Harry couldn’t very well say no. He needed to be on the force’s good side if he wasn’t to become a “naked runner.” He needed all the friends and protection he could afford. They weren’t out of the Program’s shadow yet.
“Why not?” Harry mused aloud. “It’s a night like any other, right?”
“Right,” Bressler laughed self-consciously. “If you say so, Harry. When can you be here?”
Callahan glanced at the girl. She was looking at the bed and pulling on her lower lip. “I’ve got to do some quick errands,” he told his boss. “Let me meet you.”
He got all the information. Bressler himself wasn’t going to be in on it. Since the arrest was going to go down in North Beach, the control was going to the cops in that jurisdiction. Which was all the more reason Bressler wanted Harry in on it. If everything went well, then the North Beach precinct got the credit. If things screwed up, Bressler a
t Central Headquarters got the blame.
After Harry hung the phone up in the attaché case, he turned to find Patterson curled up on the far end of the bed. She had her legs bent, her knees up to her face, and her arms hugging her calves.

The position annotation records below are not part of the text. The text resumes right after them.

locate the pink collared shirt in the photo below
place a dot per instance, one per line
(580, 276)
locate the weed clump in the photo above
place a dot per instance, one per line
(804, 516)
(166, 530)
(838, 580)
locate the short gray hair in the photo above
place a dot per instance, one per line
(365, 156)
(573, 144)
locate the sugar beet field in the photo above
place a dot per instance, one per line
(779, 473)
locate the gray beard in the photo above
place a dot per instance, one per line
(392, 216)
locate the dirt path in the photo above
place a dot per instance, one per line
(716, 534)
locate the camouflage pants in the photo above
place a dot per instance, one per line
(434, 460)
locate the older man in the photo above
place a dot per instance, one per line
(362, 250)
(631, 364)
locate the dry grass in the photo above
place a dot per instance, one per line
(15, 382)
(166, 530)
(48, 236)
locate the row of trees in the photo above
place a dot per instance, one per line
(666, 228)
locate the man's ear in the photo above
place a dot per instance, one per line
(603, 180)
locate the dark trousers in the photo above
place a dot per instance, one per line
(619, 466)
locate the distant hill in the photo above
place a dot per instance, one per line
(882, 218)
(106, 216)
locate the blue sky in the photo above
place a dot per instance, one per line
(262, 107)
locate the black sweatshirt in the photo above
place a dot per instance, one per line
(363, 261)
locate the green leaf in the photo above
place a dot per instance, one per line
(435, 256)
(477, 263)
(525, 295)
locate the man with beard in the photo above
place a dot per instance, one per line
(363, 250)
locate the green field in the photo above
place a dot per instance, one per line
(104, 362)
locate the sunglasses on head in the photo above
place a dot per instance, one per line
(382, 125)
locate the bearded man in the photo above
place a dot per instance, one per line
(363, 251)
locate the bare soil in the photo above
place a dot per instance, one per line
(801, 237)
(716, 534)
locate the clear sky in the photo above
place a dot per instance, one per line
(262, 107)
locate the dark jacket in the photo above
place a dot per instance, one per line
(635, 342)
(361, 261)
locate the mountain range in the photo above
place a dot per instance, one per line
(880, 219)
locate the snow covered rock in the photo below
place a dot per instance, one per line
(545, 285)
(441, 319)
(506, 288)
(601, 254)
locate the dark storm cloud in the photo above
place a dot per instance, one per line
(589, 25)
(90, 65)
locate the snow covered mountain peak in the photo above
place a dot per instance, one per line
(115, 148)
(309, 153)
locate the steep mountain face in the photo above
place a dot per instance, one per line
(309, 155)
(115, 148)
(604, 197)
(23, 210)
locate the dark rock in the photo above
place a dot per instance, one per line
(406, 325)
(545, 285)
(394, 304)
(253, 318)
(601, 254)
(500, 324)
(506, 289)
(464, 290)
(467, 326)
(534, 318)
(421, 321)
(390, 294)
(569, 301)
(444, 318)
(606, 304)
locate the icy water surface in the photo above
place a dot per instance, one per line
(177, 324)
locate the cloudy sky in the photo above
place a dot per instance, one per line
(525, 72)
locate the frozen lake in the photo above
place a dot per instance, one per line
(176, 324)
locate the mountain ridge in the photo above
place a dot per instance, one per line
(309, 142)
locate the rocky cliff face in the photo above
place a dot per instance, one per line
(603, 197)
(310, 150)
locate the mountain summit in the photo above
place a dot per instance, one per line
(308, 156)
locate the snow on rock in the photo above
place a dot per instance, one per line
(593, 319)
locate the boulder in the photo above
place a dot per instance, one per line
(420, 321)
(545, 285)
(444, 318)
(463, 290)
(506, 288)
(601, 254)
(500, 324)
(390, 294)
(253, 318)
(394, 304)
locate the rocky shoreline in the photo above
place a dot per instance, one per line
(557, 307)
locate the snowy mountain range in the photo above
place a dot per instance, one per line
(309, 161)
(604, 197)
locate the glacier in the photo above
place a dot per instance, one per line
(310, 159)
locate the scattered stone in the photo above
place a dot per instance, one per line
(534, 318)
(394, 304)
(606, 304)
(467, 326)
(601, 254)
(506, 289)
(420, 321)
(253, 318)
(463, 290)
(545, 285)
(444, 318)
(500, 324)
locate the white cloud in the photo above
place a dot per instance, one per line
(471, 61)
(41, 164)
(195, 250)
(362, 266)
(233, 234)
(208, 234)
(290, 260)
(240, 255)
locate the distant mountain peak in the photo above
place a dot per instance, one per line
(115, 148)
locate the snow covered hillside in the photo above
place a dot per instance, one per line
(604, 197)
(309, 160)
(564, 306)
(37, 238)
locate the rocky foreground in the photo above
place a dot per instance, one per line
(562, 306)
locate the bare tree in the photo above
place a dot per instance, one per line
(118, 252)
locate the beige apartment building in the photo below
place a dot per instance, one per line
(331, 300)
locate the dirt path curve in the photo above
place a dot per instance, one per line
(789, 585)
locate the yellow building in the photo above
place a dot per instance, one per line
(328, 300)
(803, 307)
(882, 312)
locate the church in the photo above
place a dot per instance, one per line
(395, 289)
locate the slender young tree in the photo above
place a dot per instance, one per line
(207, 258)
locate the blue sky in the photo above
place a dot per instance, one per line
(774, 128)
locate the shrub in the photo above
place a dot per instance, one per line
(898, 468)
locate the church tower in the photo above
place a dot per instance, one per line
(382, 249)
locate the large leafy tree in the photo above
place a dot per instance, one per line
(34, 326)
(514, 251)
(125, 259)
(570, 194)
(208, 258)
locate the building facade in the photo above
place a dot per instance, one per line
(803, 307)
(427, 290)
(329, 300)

“Let’s go,” Harry said. “I’ll drop you off at the Herald.”
“No,” the woman said.
Harry took one step toward her.
“Even if you force me to go, I won’t say anything,” she warned him.
Harry stood his ground. “Are you out of your fucking mind?” he asked slowly. He just couldn’t conceive of such stupidity.
“No, you are!” she flared back. “Our work is too important. I can’t jeopardize it.”
“It’s not your work anymore,” Harry reminded her.
“Yes, it is,” she contended. “It’s all our work. If the Program succeeds, we no longer have anything to fear from anyone. It is they who have to fear us. We’re talking about total security.”
“You’re talking total insanity,” Harry seethed. “What difference does it make whether you can destroy the world with bombs or germs?”
“It’s you who’re nuts,” Patterson declared. “You can’t fight this. It’s bigger than just you or me or Dr. Carr. It’s the future of this entire country.”
Harry stared at her desperate, proud, misguided face before choosing his words very carefully. “Fuck this country. I’m not going to stand around and wait to be killed for anything or anyone. You still think you can convince Carr that you’re one of the boys. Forget it. Even if you get to him and make him listen, he’ll smile and smile, and then you’ll be dead.”
Harry heard the subway echo of Corporal George Daley in his mind. “You’re dead, I’m dead, we’re all dead . . .”
Patterson’s harsh reply brought him back to reality. “No. I can convince him. The Program is more important.”
Callahan gave up. He grabbed his cases and slid them out of the room with two angry throws. Pulling two Yale locks off of the boarded-up windowsills, he marched backward to the door.